Assim, pode-se dizer que o caráter prático da alquimia de Ge Hong não o impede de declarar a natureza altamente ritualizada dos feitos alquímicos. Portanto, é notável (para a mente de um ocidental contemporâneo, é claro) uma contradição entre ciência e magia. E essa magia permeia o cerne da compreensão de Ge Hong sobre alquimia e medicina. Mas essa magia é de natureza bem diferente das crenças supersticiosas das pessoas comuns: tem suas raízes no estrato taoísta da grande tradição da cultura chinesa sendo para a mente de Ge Hong apoiada pela experiência dos sábios antigos que transmitiram suas conhecimento e métodos para os taoístas contemporâneos lançam a linhagem inquebrável de uma matéria para outra. Além disso, esta experiência dos antigos sábios não deve ser apenas um assunto da chamada “fé cega”: pode ser verificada pelo alquimista através de seus próprios feitos de laboratório. Ge Hong não admira a antiguidade como tal.
Como os antigos legalistas e seu antecessor no campo do ceticismo e do empirismo Wang Chong, Ge Hong olha para a antiguidade como o rastro de um gigante: o gigante foi embora e seu rastro não é ele mesmo. Portanto, as antigas testemunhas de Ge Hong têm seu valor apenas dentro do quadro da abordagem experimental taoísta. Se Ge Hong fosse apenas um místico, poderia esperar-se pelo seu interesse nos insights intuitivos sobre a natureza oculta da realidade subjacente aos fenômenos transitórios. Mas não podemos encontrar tal interesse. As passagens dedicadas às práticas meditativas para a compreensão metafísica são muito raras na BPZNP. A única exceção é o início do capítulo 18 desta obra (Di zhen) dedicado à contemplação do Verdadeiro (zhen yi) que é a manifestação do Misterioso Dao (xuan) nas coisas e nas estruturas fisiológicas do Taoísta “corpo sutil” (“os campos de cinábrio”, dantian). Mas mesmo esta passagem relaciona-se principalmente com as práticas da “preservação do Uno” (shou yi) e não com as meditações do tipo insight. As ajudas desse tipo de contemplação são a proteção contra os inimigos e as doenças, a obtenção de superpoderes, a multiplicação do corpo, etc.
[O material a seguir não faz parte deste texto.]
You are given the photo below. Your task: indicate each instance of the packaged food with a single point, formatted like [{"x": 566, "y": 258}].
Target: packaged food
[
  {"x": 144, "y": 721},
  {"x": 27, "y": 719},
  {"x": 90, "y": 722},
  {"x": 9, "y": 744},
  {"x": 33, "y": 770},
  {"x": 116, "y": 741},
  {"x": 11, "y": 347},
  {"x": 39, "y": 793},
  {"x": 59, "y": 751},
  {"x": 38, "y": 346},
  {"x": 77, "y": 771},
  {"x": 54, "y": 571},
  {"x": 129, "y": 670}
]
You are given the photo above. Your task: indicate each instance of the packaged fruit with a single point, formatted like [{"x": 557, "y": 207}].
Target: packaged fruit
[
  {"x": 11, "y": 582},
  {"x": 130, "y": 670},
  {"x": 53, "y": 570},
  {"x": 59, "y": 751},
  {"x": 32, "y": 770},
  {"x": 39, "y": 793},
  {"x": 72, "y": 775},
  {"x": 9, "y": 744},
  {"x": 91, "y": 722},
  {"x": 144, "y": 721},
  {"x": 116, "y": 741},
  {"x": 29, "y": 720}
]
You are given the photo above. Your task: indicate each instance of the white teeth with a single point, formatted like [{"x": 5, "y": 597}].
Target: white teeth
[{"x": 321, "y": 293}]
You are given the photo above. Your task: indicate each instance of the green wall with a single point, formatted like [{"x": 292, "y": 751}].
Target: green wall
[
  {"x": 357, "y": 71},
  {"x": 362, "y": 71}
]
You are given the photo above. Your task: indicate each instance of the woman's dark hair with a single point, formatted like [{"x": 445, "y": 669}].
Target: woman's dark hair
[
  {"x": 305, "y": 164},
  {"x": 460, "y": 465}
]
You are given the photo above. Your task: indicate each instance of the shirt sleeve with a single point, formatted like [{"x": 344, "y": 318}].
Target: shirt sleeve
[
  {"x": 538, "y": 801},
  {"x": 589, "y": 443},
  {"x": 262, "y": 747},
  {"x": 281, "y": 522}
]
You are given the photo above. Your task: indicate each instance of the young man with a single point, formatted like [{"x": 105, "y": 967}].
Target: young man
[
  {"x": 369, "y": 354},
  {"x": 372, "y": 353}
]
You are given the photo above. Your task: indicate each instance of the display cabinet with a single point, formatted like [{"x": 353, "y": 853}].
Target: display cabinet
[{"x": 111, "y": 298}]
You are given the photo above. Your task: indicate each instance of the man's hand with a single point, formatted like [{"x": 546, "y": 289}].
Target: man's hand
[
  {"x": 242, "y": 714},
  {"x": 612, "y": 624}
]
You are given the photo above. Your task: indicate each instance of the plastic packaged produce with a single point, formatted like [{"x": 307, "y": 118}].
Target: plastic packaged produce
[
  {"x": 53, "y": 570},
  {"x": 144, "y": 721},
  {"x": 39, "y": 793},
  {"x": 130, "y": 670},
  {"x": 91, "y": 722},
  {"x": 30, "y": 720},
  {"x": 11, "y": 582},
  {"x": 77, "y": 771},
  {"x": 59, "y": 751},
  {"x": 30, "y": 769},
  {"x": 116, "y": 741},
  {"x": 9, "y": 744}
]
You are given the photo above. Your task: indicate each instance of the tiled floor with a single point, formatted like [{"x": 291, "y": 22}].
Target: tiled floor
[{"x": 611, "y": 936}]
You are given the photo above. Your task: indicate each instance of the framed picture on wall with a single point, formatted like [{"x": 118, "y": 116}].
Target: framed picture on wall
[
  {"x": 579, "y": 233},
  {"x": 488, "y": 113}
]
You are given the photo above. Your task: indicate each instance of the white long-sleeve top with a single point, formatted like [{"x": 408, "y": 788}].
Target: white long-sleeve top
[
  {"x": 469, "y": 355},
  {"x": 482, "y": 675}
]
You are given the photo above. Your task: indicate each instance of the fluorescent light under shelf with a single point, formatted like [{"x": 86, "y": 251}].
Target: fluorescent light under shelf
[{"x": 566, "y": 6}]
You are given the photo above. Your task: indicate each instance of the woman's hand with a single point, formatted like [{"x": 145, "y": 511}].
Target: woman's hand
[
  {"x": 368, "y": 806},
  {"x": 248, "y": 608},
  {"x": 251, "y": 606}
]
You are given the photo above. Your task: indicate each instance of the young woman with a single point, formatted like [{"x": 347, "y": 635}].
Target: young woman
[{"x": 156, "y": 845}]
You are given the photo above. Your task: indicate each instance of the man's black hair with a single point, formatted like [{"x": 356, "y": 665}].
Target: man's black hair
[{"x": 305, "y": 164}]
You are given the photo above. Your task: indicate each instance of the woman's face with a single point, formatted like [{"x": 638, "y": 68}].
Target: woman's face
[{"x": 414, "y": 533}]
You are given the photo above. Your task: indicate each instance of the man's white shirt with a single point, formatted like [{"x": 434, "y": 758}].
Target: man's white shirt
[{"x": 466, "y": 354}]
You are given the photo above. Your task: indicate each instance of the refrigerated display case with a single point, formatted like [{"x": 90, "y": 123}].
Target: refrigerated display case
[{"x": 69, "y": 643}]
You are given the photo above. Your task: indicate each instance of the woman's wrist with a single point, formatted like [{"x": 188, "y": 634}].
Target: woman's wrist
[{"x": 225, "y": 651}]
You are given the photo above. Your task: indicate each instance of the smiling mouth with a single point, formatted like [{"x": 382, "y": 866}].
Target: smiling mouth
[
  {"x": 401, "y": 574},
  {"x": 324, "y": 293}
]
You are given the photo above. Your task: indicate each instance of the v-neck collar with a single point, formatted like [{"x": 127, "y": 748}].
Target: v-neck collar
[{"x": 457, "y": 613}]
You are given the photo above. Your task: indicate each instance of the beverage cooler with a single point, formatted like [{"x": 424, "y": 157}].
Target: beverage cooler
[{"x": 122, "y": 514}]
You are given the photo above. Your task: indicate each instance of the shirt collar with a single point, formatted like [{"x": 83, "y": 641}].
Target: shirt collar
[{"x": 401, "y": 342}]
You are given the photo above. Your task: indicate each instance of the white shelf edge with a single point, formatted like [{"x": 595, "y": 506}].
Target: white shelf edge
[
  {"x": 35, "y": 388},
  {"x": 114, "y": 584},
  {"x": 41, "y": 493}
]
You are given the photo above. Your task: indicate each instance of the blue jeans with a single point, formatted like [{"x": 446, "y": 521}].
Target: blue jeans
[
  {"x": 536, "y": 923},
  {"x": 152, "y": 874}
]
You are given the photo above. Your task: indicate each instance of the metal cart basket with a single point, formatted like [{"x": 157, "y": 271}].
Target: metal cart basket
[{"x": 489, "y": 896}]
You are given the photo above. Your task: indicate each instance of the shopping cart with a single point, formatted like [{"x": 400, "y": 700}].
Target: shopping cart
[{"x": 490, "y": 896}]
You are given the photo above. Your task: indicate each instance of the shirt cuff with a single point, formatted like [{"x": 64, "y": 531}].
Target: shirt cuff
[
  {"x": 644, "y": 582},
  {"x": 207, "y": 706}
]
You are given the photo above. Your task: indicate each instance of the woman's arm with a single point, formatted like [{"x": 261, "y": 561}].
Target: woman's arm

O lado metafísico da obra de Ge Hong é bastante fraco. O primeiro capítulo da BPZNP (Chang xuan) representa por si só uma réplica do capítulo de abertura de “Huainan-zi”; sua estilística, vocabulário e imagens têm sua origem justamente naquele grande compêndio de Liu An e seus clientes (ke). As primeiras passagens do capítulo 9 (Dao yi) também não são frutos do pensamento metafísico independente sendo a reprodução poética dos lugares comuns das descrições taoístas do princípio supremo do Caminho. Os lados práticos do Taoísmo (a preparação do grande elixir da imortalidade e métodos de apoio) e a eles correspondentes as doutrinas dos imortais – xian são os principais assuntos dos interesses de Ge Hong que se correlacionam diretamente com suas abordagens científicas e experienciais. Na minha opinião, Ge Hong não era um místico ou um buscador de insights intuitivos, mas um investigador, pesquisador da natureza com atitude pragmática (a obtenção da imortalidade física) e pensador experimental e cético. A abundância de magia em seus escritos era resultado de um caráter essencial da ciência tradicional que incluía em si magia e atitudes mágicas (por exemplo, a idéia das simpatias universais, “tong lei” chinesas) não só na China, mas em todo o mundo até época de Newton, Galileu Galilei e Descartes.